I build a test database with 1.2 million structures as local database. The good news is that one can build such a large database. However, it seems to me the SSS is with 4 minutes about as fast (or slow) as a text string search. It seems the structures are not indexed particularly. Or, do I need to make adjustments.
There should be no need to make any adjustments. So it seems that the time is about right. I'm affraid that it cannot be speeded up easily. We have some customers using MySQL with several millon structures and the search takes several minutes to run...
We provide the solution based on Oracle Cartridge which is particularly suitable for large databases. The difference in performance against the local database is enormous. Please refer to JChem Cartridge product if you are interested.
Sorry, I was not precise about the search times. Only the first search could take minutes and next searches should be finished within seconds, when the structures are in cache.
Yes - only the first search is not so fast!
I am working on a 64 bit Window 8 machine (modified to Windows 7 look and feel) with 8GB Ram. Would it make a difference to install Java 64 bit? Presently the 32 bit version is installed.
We are testing speed also on a 64bit Linux server with MySQL as database.
I have no benchmarks available wrt your question right now.

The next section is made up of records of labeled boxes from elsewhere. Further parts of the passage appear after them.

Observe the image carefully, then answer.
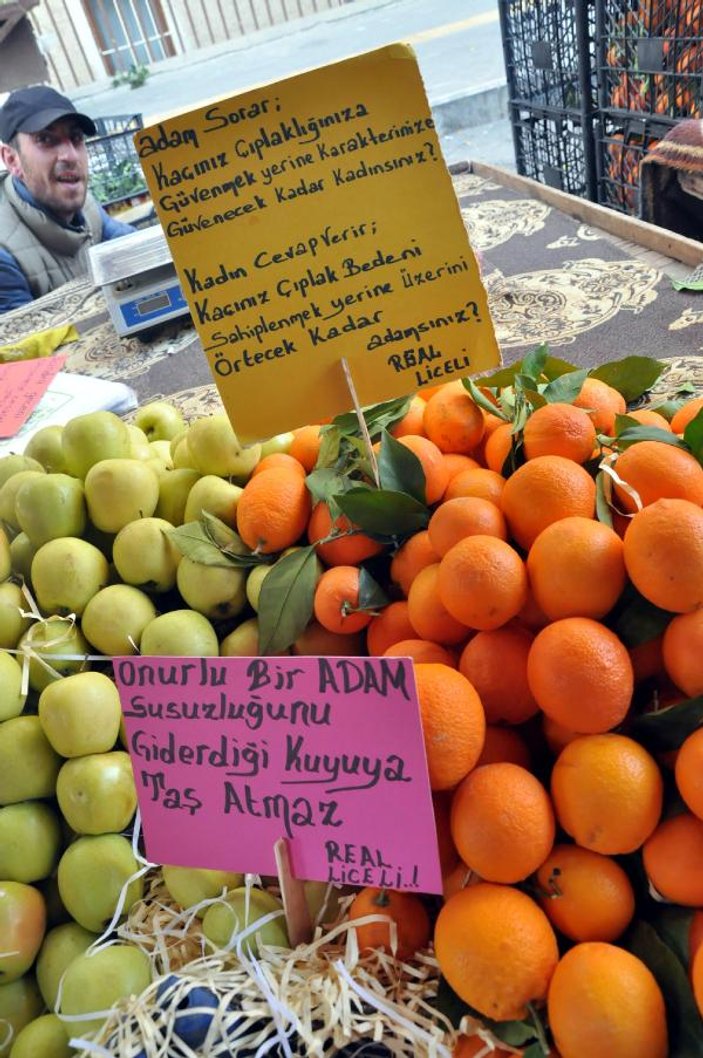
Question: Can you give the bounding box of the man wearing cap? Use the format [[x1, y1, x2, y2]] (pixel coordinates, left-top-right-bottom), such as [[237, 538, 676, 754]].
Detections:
[[0, 85, 133, 313]]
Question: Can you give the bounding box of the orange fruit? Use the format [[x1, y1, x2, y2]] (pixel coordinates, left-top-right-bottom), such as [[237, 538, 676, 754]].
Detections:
[[572, 377, 627, 436], [428, 496, 508, 558], [390, 397, 425, 437], [391, 529, 439, 596], [642, 811, 703, 908], [288, 425, 322, 474], [415, 664, 486, 790], [434, 881, 559, 1021], [451, 762, 555, 883], [445, 467, 505, 507], [398, 434, 449, 507], [312, 566, 372, 635], [308, 501, 383, 566], [547, 941, 669, 1058], [349, 888, 432, 961], [443, 452, 481, 486], [458, 624, 539, 724], [622, 499, 703, 614], [662, 609, 703, 698], [383, 639, 456, 669], [251, 452, 305, 477], [527, 617, 634, 734], [614, 441, 703, 514], [422, 381, 484, 455], [483, 422, 513, 474], [435, 535, 527, 626], [476, 719, 531, 770], [552, 734, 664, 856], [670, 397, 703, 434], [522, 401, 596, 463], [366, 599, 415, 657], [408, 567, 472, 646], [542, 713, 581, 756], [291, 621, 365, 657], [236, 467, 311, 554], [627, 407, 672, 433], [501, 456, 596, 549], [673, 728, 703, 819], [537, 844, 634, 941], [527, 516, 627, 621]]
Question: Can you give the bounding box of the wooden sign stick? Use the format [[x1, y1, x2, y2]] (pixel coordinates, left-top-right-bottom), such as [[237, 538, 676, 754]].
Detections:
[[273, 838, 312, 948], [340, 357, 381, 489]]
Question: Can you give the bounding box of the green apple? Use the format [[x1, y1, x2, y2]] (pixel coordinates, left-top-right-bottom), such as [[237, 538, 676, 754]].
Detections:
[[183, 474, 244, 529], [0, 716, 61, 805], [161, 864, 245, 918], [141, 609, 219, 658], [262, 431, 293, 459], [0, 881, 47, 984], [10, 1014, 70, 1058], [0, 973, 43, 1058], [134, 400, 185, 441], [11, 474, 86, 547], [187, 413, 262, 481], [60, 944, 151, 1037], [35, 922, 97, 1010], [202, 886, 290, 955], [0, 526, 8, 581], [10, 532, 37, 585], [112, 517, 181, 592], [220, 617, 258, 658], [0, 804, 62, 882], [127, 422, 154, 459], [80, 584, 157, 657], [32, 536, 110, 617], [0, 468, 47, 532], [61, 412, 130, 477], [58, 834, 144, 933], [0, 584, 32, 651], [38, 672, 122, 756], [154, 467, 200, 526], [17, 615, 90, 692], [56, 749, 137, 833], [24, 425, 67, 474], [0, 452, 44, 489], [86, 459, 159, 532], [0, 651, 25, 723], [176, 558, 247, 621], [247, 566, 273, 614]]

Basically I would not expect a big difference in the first search. It's limited by the Derby Database engine (for the local database) and its IO operations.
What could help in case of really big database is increasing Java heap memory available to Instant JChem. But this counts only for other searches from cache (so the cache can store more structures). Java heap memory size for 32bit Java is limited to ~1300MB whereas for 64bit Java you can set up more.
Searchtimes are roughly similar with a remote MySql database running on a linux server with bucketloads of ram.
On a 9.8 milion compounds table the initial search takes around 40 minutes in our setup. That is about the time needed to build a new index, so i guess that is what hapens (probably clientside). Consecutive searches use the same calulated index (or whatever the term is) and are therefore superfast.
If you then change something essential to the search criteria (so not adding more restrictions, but for example change the scaffold structure in your search) this whole process will take place all over again.